Munculnya inisiatif peraturan desa tersebut memunculkan perbincangan publik yang secara umum mepersoalkan statusnya dalam kerangka hukum Indonesia. Terlebih saat pemerintah mengesahkan UU No.  12 Tahun 2011 Tentang Pembentukan Peraturan Perundang-undangan. Sebagian ahli hukum tata negara berpendapat, Peraturan Desa bukan tergolong peraturan perundang-undangan.  Misalnya Jimli Assidiqie.  Menurut Jimli, penyebutan Peraturan Desa telah menempatkan  jenis peraturan ini ke dalam sistem hukum perundang-undangan nasional Indonesia.  Nomenklatur yang digunakan merujuk pada logika pemerintahan NKRI secara umum, sehingga menyebabkan timbulnya penyeragaman  bentuk Perdes.  Bentuk produk hukum Perdes yang meniru  bentuk produk hukum peraturan perundang-undangan, menurutnya kurang mengakui eksistensi desa dan masyarakat desa.  Jimli menyarankan peraturan di desa cukup diserahkan kepada Desa dan selanjutnya diurus oleh Desa dalam bentuk kesepakatan yang bebas dan beragam. Hierarki atau tata urutan produk hukum dari tertinggi ke yang terrendah menurut UU No.  12 Tahun 2011 Tentang Pembentukan Peraturan Perundang-undangan pasal (7)sebagai berikut:
Posisi Perdes dalam sistem perundangan undangan
Dari uraian di atas jelas didapatkan pengertian bahwa Peraturan Desa tidak dilegitimasi atau diakui sebagai bagian dari hierarki peraturan perundang-undangan. Meski demikian, masih dalam UU No.  12 Tahun 2011 tersebut Peraturan Desa tetap diakui sebagai keberadaannya. Jika ditafsirkan pasal 8 ayat (2) UU No.  12 Tahun 2011 dapat diambil pengertian bahwa Peraturan Desa diakui keberadaannya sebagai produk hukum dan memiliki kekuatan hukum sepanjang diperintahkan (didelegasikan) oleh Peraturan Perundang-undangan di atasnya atau dibentuk berdasarkan kewenangan subjek pelaku pembuatnya, dalam hal ini Desa.  Jadi, sebelum UU Desa diputustetapkan sebagai Undang-Undang pada 18 Desember 2013 lalu, posisi Peraturan Desa dalam struktur peraturan perundang-undangan nasional tidak memiliki dasar legitimasi Undang-Undang. 
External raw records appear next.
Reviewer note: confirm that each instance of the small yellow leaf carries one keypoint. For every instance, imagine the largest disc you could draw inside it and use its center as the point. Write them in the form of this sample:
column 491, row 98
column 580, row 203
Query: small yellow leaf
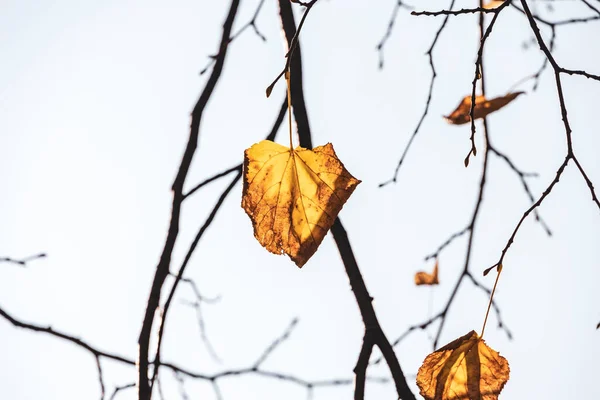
column 463, row 369
column 482, row 108
column 424, row 278
column 293, row 197
column 493, row 4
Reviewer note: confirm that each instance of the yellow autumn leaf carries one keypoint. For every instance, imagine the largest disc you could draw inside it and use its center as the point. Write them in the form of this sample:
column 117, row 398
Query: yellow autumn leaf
column 493, row 4
column 465, row 369
column 483, row 107
column 293, row 196
column 424, row 278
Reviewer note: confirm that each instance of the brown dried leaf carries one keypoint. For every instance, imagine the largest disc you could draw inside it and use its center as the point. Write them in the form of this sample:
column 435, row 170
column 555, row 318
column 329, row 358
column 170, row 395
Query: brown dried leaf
column 482, row 108
column 463, row 369
column 424, row 278
column 293, row 197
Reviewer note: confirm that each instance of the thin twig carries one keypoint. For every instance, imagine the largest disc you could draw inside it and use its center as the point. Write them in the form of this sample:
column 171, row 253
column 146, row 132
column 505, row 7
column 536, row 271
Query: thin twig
column 23, row 262
column 390, row 28
column 429, row 53
column 162, row 269
column 249, row 24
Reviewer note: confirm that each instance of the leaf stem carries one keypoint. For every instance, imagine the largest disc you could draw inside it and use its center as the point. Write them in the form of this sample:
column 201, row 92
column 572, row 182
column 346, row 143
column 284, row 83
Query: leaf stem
column 487, row 312
column 288, row 80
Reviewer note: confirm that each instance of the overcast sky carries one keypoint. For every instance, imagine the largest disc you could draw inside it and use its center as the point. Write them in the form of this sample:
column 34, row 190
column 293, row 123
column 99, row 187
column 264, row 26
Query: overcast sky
column 95, row 100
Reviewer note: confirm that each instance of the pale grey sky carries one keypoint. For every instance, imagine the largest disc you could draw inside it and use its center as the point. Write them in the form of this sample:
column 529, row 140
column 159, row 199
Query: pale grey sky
column 94, row 112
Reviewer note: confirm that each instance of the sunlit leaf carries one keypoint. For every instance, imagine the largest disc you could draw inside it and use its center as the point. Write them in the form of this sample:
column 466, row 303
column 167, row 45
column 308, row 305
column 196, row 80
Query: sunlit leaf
column 493, row 4
column 464, row 369
column 425, row 278
column 293, row 197
column 482, row 108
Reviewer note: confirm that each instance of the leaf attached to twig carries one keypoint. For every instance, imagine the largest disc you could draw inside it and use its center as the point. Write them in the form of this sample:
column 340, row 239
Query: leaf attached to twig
column 493, row 4
column 464, row 369
column 483, row 107
column 294, row 196
column 425, row 278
Setelah UU Desa lahir, apalagi di dalamnya memuat sejumlah norma yang memerintahkan ataupun mengakui desa untuk memproduksi Peraturan Desa, secara otomatis Perdes mendapatkan pendasaran hukum.  Salah satu norma tersebut misalnya pasal 1 angka 7 UU No.  6 Tahun 2014 Tentang Desa disebutkan “Peraturan Desa adalah peraturan perundang-undangan yang ditetapkan oleh Kepala Desa setelah dibahas dan disepakati bersama Badan Permusyawaratan Desa”.  Pendasaran hukum lebih lanjut Peraturan Desa sebagai bagian dari produk perundang-undangan, ditindaklanjuti dengan lahirnya produk hukum turunan UU Desa. Contohnya pada Peraturan Pemerintah No.  43 Tahun 2015 Tentang Peraturan Pelaksanaan Undang-Undang No.  6 Tahun 2014 Tentang Desa. PP ini memuat norma pengaturan Peraturan Desa tentang :
  1. RPJM Desa, 
  2. RKP Desa, 
  3. APB Desa, 
  4. Pendirian BUM Desa, 
  5. Pembentukan Lembaga Kemasyarakatan Desa, 
  6. Pungutan,
  7. Organisasi Pemerintah Desa, 
  8. Pengelolaan kekayaan milik desa, dan
  9. Perencanaan, pemanfaatan dan pendayagunaan aset desa dan tata ruang dalam pembangunan kawasan perdesaan.